The Justice Department said in its complaint that Visa maintained the dominance of its network by threatening merchants and their banks with punitive interest rates that would route a “substantial percentage” of debit transactions to competitors. The Justice Department said the agreements helped isolate three-quarters of Visa’s debit transaction volume from fair competition.
“Visa has used its dominance, massive scale and centrality to the debit ecosystem to impose a series of exclusionary agreements on merchants and banks,” the Justice Department said in a statement. “These agreements disadvantage Visa customers who route their transactions to separate debit networks or alternative payment systems.”
Moreover, when faced with the threats, Visa “engaged in a series of deliberate and incremental actions to choke off competition and prevent competitors from gaining the scale, market share and data they need to compete,” the Justice Department said.
Bribing a competitor
The Justice Department said those practices also stifled innovation: Visa pays competitors hundreds of millions of dollars a year “to mitigate the risk that they would develop disruptive new technologies that could advance the industry but threaten Visa’s monopoly interests,” the lawsuit said.
Visa has agreements with the following technology companies: apple, PayPal and squareThe Justice Department said the companies had morphed from potential rivals into partners, to the detriment of the public.
For example, Visa chose to sign a deal with the predecessor to its Cash App product to ensure that the company, which later rebranded as Block, would not pose a significant threat to Visa’s debit line.
“We maintained tight control over Square and our deal structure was intended to prevent the removal of the middleman,” a Visa manager was quoted as saying, according to the lawsuit.
According to the lawsuit, Visa has an agreement with Apple in which it says it will not compete directly with the payment network “including by developing any payment functionality that relies primarily on non-Visa payment processing.”
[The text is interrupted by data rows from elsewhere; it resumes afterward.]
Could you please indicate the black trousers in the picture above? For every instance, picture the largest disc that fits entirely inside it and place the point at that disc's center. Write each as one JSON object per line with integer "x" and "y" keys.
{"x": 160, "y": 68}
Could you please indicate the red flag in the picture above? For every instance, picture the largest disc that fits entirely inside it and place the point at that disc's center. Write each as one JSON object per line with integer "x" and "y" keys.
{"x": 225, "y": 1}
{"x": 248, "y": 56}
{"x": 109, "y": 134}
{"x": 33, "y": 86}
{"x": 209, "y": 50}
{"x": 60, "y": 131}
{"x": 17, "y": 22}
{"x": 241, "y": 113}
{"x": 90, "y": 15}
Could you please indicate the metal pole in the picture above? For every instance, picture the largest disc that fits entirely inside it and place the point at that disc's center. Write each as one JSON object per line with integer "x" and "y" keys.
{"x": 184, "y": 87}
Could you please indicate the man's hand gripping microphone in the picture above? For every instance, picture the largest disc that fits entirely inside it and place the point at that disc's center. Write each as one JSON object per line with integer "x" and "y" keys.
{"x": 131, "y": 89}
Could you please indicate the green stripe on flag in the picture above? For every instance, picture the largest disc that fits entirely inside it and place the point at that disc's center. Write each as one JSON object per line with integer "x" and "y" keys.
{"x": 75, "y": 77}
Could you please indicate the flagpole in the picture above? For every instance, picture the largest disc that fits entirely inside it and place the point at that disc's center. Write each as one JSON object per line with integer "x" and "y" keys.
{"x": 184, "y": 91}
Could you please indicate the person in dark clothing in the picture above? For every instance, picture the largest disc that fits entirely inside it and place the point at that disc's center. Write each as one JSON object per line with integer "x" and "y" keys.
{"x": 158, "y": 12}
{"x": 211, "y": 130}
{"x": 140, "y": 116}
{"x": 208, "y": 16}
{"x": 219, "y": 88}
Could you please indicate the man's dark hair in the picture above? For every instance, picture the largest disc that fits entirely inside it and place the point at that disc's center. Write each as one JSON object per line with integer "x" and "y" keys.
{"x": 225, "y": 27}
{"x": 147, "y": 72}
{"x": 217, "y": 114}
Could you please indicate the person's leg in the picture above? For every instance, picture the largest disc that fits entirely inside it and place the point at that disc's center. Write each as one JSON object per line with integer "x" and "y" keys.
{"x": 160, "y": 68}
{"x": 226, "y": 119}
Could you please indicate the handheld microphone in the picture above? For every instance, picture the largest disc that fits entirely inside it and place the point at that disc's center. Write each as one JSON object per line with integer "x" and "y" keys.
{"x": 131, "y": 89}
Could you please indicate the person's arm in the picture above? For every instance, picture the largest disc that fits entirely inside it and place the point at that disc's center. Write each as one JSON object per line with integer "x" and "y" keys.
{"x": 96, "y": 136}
The Department of Justice asked the court to block a variety of anticompetitive practices by Visa, including pricing structures and service bundling that discourage new entrants.
The move comes at the end of President Joe Biden’s administration, when regulators including the Federal Trade Commission and the Consumer Financial Protection Bureau have been suing middlemen over drug prices and pushing back against so-called junk fees.
In February, the credit card company Capital One Financial InformationThe $35.3 billion deal is premised in part on Capital One’s ability to strengthen Discover’s junior payments network, which has helped Discover acquire Visa, MasterCard and American Express.
Capital One said that once the acquisition is complete, it plans to gradually switch all of its debit-card volume and growing credit-card volume to Discover, making it a more effective competitor to Visa and MasterCard.